El recurso pretendía anular la condena al considerar que durante el proceso se vulneraron derechos fundamentales del ex máximo responsable del Ministerio Público. Sin embargo, el tribunal no aprecia esas irregularidades. En un auto redactado por el presidente de la Sala, Andrés Martínez Arrieta, los magistrados sostienen que el procedimiento respetó las garantías procesales y que no concurre ninguna causa que justifique su nulidad.
La condena se relaciona con la difusión de datos que afectaban a Alberto González Amador, pareja de la presidenta madrileña Isabel Díaz Ayuso. El caso tuvo una fuerte repercusión política y mediática desde el inicio. También abrió un debate intenso sobre los límites de la actuación institucional y la protección de la confidencialidad.
Aunque la mayoría de la Sala respaldó la decisión de rechazar la nulidad, el auto no fue unánime. La magistrada Susana Polo emitió un voto particular discrepante, al que se sumó la magistrada Ana Ferrer. Ambas consideraron que existían elementos suficientes para valorar de otra manera la petición presentada por la defensa.
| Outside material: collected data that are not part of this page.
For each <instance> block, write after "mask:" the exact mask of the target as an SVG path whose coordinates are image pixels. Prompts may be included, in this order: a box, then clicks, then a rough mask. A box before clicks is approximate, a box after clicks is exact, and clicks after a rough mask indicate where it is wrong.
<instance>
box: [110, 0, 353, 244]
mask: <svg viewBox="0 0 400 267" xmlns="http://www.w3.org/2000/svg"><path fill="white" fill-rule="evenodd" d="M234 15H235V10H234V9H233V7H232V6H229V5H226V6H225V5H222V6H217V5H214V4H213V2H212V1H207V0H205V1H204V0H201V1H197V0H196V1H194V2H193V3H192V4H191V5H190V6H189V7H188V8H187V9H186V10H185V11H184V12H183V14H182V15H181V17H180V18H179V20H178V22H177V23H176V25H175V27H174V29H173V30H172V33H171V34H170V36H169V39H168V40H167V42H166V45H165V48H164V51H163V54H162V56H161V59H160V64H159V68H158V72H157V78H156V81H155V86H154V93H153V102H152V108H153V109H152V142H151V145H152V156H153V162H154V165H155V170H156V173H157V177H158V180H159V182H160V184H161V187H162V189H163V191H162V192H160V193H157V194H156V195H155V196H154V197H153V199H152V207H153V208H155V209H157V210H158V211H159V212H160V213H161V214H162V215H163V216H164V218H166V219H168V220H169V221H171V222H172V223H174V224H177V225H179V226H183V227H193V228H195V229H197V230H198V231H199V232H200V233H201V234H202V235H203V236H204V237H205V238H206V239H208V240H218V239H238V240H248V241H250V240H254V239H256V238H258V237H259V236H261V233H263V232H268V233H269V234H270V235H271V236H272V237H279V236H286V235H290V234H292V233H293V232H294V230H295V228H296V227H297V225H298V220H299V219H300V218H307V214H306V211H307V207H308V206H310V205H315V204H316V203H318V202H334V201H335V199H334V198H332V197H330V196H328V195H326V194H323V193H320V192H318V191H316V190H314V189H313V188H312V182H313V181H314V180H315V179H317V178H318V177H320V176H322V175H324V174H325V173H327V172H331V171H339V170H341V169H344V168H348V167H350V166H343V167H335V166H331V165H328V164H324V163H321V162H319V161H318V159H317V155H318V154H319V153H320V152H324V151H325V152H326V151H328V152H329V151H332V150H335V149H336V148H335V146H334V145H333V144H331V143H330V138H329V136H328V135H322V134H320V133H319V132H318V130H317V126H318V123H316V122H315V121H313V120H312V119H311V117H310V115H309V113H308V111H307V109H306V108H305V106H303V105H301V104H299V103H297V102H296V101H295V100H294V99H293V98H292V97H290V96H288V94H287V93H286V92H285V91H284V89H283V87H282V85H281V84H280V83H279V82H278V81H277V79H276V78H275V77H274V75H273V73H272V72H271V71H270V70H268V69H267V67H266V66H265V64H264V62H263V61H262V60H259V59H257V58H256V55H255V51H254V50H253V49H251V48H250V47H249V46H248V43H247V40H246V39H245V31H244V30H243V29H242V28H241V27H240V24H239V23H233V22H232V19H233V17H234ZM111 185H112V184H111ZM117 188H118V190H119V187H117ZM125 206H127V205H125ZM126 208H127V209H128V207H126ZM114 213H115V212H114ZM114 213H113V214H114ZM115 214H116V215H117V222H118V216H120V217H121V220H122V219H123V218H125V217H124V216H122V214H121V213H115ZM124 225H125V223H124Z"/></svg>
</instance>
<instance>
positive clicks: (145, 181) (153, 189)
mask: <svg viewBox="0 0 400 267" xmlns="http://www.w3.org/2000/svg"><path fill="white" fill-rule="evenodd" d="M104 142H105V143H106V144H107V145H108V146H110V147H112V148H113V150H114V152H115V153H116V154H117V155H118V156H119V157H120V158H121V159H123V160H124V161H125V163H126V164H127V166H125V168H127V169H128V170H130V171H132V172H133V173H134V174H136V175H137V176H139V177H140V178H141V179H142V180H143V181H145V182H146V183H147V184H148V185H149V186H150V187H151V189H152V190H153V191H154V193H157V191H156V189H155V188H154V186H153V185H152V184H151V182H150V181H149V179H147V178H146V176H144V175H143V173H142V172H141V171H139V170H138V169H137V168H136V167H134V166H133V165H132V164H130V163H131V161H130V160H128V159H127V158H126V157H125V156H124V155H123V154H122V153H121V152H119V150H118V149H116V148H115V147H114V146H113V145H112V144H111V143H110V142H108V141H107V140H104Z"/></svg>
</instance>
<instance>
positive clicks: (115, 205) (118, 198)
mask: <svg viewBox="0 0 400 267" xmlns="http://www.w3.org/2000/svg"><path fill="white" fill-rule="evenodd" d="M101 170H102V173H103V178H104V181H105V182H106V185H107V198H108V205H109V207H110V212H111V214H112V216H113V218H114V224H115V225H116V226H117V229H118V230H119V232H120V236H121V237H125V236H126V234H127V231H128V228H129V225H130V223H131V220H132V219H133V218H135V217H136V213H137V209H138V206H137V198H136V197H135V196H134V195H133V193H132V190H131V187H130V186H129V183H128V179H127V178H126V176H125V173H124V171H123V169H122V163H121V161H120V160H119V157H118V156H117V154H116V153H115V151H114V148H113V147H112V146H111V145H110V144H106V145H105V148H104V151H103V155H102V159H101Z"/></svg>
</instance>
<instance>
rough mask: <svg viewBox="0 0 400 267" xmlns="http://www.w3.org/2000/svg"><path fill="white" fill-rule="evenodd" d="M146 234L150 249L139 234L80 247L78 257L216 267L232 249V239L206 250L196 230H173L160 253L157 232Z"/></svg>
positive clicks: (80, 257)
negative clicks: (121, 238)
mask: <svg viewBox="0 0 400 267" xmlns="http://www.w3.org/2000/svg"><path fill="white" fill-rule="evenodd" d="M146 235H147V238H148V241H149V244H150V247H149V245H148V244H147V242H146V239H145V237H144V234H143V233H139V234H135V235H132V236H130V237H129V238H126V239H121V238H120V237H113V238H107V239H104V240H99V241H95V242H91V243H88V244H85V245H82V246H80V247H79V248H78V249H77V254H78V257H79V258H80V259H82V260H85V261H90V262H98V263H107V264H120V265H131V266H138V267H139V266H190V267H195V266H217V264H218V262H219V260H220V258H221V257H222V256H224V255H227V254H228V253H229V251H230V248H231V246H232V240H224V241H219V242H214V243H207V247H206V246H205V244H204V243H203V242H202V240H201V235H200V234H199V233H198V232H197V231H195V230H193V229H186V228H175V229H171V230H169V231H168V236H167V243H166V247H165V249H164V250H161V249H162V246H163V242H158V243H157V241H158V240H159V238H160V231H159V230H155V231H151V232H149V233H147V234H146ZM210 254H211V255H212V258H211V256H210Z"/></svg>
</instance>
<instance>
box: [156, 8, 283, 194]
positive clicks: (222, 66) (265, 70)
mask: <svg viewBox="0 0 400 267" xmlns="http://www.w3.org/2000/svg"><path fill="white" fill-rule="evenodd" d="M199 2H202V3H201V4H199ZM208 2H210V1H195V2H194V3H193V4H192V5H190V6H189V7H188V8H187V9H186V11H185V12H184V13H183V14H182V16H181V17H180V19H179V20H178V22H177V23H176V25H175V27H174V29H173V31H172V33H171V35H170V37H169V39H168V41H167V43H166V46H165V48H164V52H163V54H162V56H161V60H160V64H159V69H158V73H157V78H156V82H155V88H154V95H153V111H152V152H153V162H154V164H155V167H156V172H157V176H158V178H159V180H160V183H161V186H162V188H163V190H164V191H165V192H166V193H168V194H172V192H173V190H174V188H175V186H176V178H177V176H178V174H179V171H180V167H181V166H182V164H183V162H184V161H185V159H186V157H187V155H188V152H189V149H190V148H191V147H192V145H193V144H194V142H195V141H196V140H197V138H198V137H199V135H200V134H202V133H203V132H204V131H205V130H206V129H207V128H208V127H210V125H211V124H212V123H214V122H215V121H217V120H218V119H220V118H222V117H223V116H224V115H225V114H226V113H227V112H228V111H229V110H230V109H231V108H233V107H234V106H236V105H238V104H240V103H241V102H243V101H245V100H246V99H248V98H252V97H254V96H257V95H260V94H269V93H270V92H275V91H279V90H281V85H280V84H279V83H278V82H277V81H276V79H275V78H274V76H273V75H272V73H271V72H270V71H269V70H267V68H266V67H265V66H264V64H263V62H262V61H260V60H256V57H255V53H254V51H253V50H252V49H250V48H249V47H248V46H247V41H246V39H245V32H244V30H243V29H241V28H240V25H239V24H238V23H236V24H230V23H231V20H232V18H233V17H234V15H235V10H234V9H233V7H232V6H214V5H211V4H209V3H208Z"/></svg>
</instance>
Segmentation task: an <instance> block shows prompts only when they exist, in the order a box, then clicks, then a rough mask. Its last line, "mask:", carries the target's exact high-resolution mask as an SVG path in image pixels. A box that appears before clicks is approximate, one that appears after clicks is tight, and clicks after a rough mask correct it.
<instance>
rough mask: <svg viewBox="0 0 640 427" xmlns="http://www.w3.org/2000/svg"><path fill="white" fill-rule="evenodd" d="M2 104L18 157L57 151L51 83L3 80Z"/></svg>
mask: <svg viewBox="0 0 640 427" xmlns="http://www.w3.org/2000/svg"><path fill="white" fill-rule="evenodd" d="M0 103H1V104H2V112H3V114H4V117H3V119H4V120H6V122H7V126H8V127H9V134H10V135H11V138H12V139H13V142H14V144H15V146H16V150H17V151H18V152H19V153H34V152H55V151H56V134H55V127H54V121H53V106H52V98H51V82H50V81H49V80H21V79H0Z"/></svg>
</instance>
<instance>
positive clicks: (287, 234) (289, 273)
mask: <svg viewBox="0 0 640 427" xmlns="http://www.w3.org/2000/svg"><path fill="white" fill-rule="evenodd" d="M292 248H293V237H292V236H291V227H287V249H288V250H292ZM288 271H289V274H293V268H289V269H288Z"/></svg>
El criterio mayoritario, sin embargo, se impuso. Los magistrados que apoyaron la resolución entendieron que el proceso penal se desarrolló dentro del marco legal y que no se produjo una lesión de derechos fundamentales. De este modo, el Supremo refuerza la validez de la sentencia y envía un mensaje claro sobre la estabilidad de sus resoluciones.
Más allá del caso concreto, la decisión tiene un impacto simbólico. El ex fiscal general ocupó el cargo más alto dentro de la Fiscalía. Por eso, el procedimiento ha estado rodeado de una especial atención pública. La resolución del Supremo incide en la idea de que la responsabilidad penal alcanza también a quienes desempeñan funciones de máxima relevancia institucional.
El debate jurídico no desaparece con este auto. El voto particular refleja que dentro del propio tribunal existen sensibilidades distintas sobre cómo interpretar ciertos aspectos procesales. Esa discrepancia forma parte del funcionamiento normal de un órgano colegiado y muestra la complejidad del asunto.
Con esta decisión, el Tribunal Supremo consolida la condena y pone fin a esta fase del recorrido judicial. El caso deja tras de sí una discusión profunda sobre los límites del poder, la gestión de información sensible y la necesidad de preservar la confianza pública en las instituciones.